Tao Carson, Filannino Michele, Uzuner Özlem
SUNY at Albany, Albany, NY, USA.
George Mason University, Fairfax, Virginia, USA.
AMIA Annu Symp Proc. 2018 Dec 5;2018:1534-1543. eCollection 2018.
Prescription information is an important component of electronic health records (EHRs). This information contains detailed medication instructions that are crucial for patients' well-being and is often detailed in the narrative portions of EHRs. As a result, narratives of EHRs need to be processed with natural language processing (NLP) methods that can extract medication and prescription information from free text.

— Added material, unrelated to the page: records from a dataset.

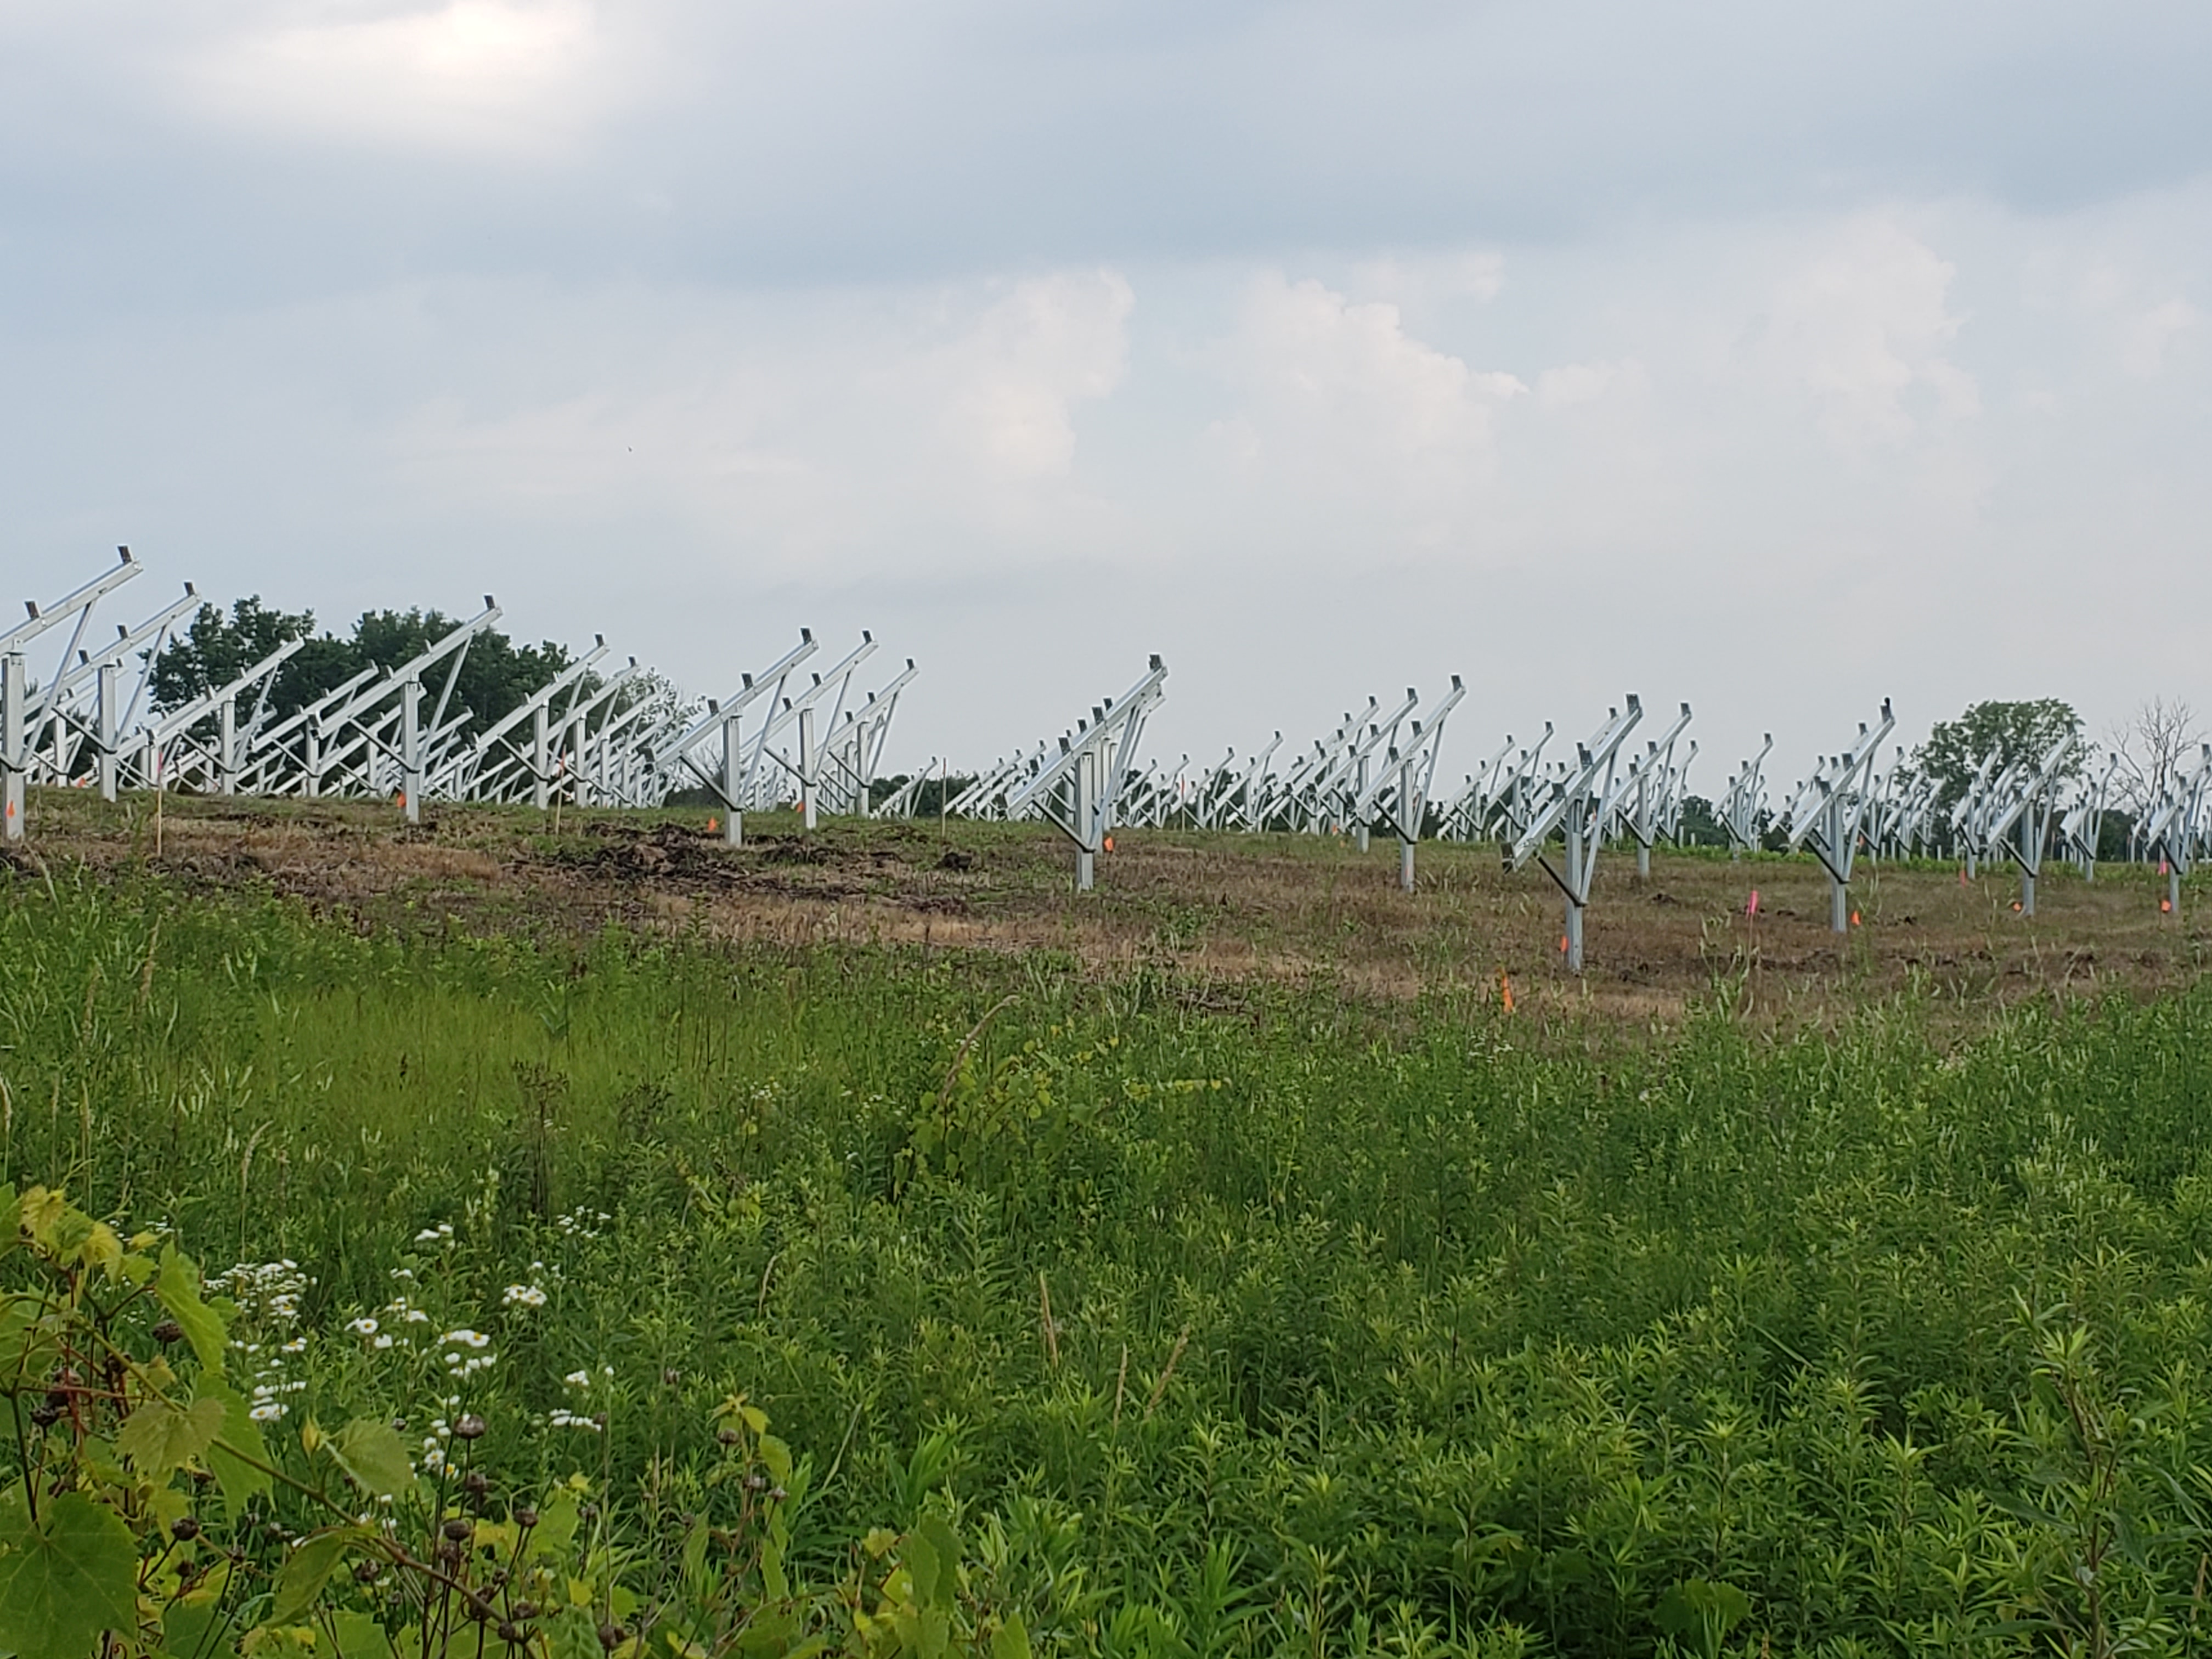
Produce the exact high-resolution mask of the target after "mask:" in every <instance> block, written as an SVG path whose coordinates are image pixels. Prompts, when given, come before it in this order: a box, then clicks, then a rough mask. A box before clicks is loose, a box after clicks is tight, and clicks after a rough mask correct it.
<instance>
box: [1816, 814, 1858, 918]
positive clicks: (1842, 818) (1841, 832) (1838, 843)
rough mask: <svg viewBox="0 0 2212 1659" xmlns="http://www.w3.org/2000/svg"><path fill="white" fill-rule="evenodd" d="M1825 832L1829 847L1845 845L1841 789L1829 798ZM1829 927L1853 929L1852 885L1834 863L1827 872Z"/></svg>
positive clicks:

However, automatic methods for medication and prescription extraction from narratives face two major challenges: (1) dictionaries can fall short even when identifying well-defined and syntactically consistent categories of medication entities, (2) some categories of medication entities are sparse, and at the same time lexically (and syntactically) diverse. In this paper, we describe FABLE, a system for automatically extracting prescription information from discharge summaries. FABLE utilizes unannotated data to enhance annotated training data: it performs semi-supervised extraction of medication information using pseudo-labels with Conditional Random Fields (CRFs) to improve its understanding of incomplete, sparse, and diverse medication entities. When evaluated against the official benchmark set from the 2009 i2b2 Shared Task and Workshop on Medication Extraction, FABLE achieves a horizontal phrase-level F1-measure of 0.878, giving state-of-the-art performance and significantly improving on nearly all entity categories.
处方信息是电子健康记录(EHR)的重要组成部分。该信息包含对患者健康至关重要的详细用药说明,且通常在电子健康记录的叙述部分中有详细记录。因此,电子健康记录的叙述需要使用能够从自由文本中提取用药和处方信息的自然语言处理(NLP)方法进行处理。然而,从叙述中自动提取用药和处方信息的方法面临两个主要挑战:(1)即使在识别定义明确且句法一致的用药实体类别时,词典也可能不够用;(2)某些用药实体类别稀疏,同时在词汇(和句法)上具有多样性。在本文中,我们描述了FABLE,一种用于从出院小结中自动提取处方信息的系统。FABLE利用未标注数据来增强已标注的训练数据:它使用带有条件随机场(CRF)的伪标签进行用药信息的半监督提取,以提高对不完整、稀疏和多样的用药实体的理解。在针对2009年i2b2药物提取共享任务和研讨会上设定的官方基准进行评估时,FABLE在水平短语级别的F1值达到了0.878,给出了当前的最优性能,并且几乎在所有实体类别上都有显著提升。